We are more aggressively updating the book while we're here. We have long lists of content we want to add that span restaurant and bar reviews, overviews of sights, and all the reference material for the back of the book. And we would like to finally come through on a promise we've been making for a long time now and make more videos as well. Video is tedious and time-consuming to produce. But we also think it's necessary in the sense that different people prefer different types of content.
So stay tuned. We've been working all weekend on the book, and we will keep at it while we're here. Which is my final topic for today ...

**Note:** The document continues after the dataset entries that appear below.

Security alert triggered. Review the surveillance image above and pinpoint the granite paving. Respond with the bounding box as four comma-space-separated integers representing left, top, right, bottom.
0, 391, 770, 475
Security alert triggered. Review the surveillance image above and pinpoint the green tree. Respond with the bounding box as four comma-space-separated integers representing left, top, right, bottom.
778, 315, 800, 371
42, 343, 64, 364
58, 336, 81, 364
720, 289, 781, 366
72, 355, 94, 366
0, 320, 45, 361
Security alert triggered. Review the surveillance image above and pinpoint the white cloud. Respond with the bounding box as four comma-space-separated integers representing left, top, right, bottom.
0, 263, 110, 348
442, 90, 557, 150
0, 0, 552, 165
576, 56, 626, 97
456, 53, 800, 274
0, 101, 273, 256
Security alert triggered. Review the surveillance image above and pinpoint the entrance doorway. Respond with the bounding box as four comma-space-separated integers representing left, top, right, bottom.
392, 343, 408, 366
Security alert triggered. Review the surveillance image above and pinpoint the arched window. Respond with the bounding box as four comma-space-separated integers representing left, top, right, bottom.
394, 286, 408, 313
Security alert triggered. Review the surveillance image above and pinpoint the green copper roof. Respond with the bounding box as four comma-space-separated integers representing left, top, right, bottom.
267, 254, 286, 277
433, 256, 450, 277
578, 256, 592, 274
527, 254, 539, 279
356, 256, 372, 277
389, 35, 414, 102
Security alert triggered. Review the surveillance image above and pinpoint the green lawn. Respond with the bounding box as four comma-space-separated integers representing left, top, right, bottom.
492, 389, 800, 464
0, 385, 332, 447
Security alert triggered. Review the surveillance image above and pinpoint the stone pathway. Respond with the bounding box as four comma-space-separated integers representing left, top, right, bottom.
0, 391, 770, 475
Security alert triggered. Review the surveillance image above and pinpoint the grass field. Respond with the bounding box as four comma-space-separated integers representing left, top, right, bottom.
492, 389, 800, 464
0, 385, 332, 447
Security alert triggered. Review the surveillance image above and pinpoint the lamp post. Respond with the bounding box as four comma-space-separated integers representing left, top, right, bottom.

🗓️ This trip, future trips
Stephanie and I have discussed a future in which we would split our time between a place in the United States and a place in some international destination almost from the day we got married. In our early years together, Europe seemed like the obvious choice, and we spent decades visiting France, Spain, Ireland, The Netherlands, and elsewhere on that continent together and with our kids and friends. We also never really had a plan. And so when the pandemic happened and we found ourselves in Mexico City the following year, everything changed. And suddenly, we realized that dream. In Mexico, not Europe.
That's wonderful, of course, but it also introduces problems. We have friends and family in Pennsylvania and elsewhere in the United States, places we like to visit, and things we like to do there. And now we have Mexico. Deciding where to be, and when, is perhaps more challenging than is obvious. We have children at different stages of early adulthood who we don't want to feel abandoned. We had a dog and two cats until pretty recently, and that added another complexity and cost. On and on it goes.
Our goal over the past few years has been to spend more time in Mexico. This year, we will, for the first time, spend more time in Mexico than we spend in the United States. But where and when is still challenging. An even six-month split is too long, so it doesn't make sense. We were here for almost four months earlier this year. We booked this trip for about a month and a half. And then we have plans to spend all of October and most of November in Mexico, too.
Right after we booked this trip, however, our daughter called with exciting news: She took the final class she needed to graduate this summer instead of waiting, and she passed. Which means she will graduate from college in North Carolina in early August and not in December as we had expected. We're happy for her, obviously, but early August is right in the middle of our current stay in Mexico. So we had a decision to make.
We could fly to Charlotte, North Carolina for the graduation and then come back to Mexico, staying here until the end of August as planned. Or, we could just change our return flight from here to early August, go back to Pennsylvania, and then go to the graduation from there.
As I write this, we haven't yet booked anything, but that will happen soon. The most likely outcome is that we fly back early, and so this trip will be about a month long instead of a month and a half. That's fine: We still plan to come back for October and most of November, and we will still spend more than half of 2025 in Mexico. I have a big work trip in September, and we both have more appointments. And then the holiday season is when we want to be in the U.S., because we spend Thanksgiving, Christmas, and New Year Eve with family and friends.
After that, it will be 2026, and we'll be back in Mexico. For how long? We're not sure yet, but it should be a lot like what we did here. We are perhaps transitioning into a schedule that makes sense for us.
More soon!
Great post, Paul. We’re in Cologne, Germany cruising the Rhine, but it’s great to hear about CDMX. Looking forward to seeing you both in January.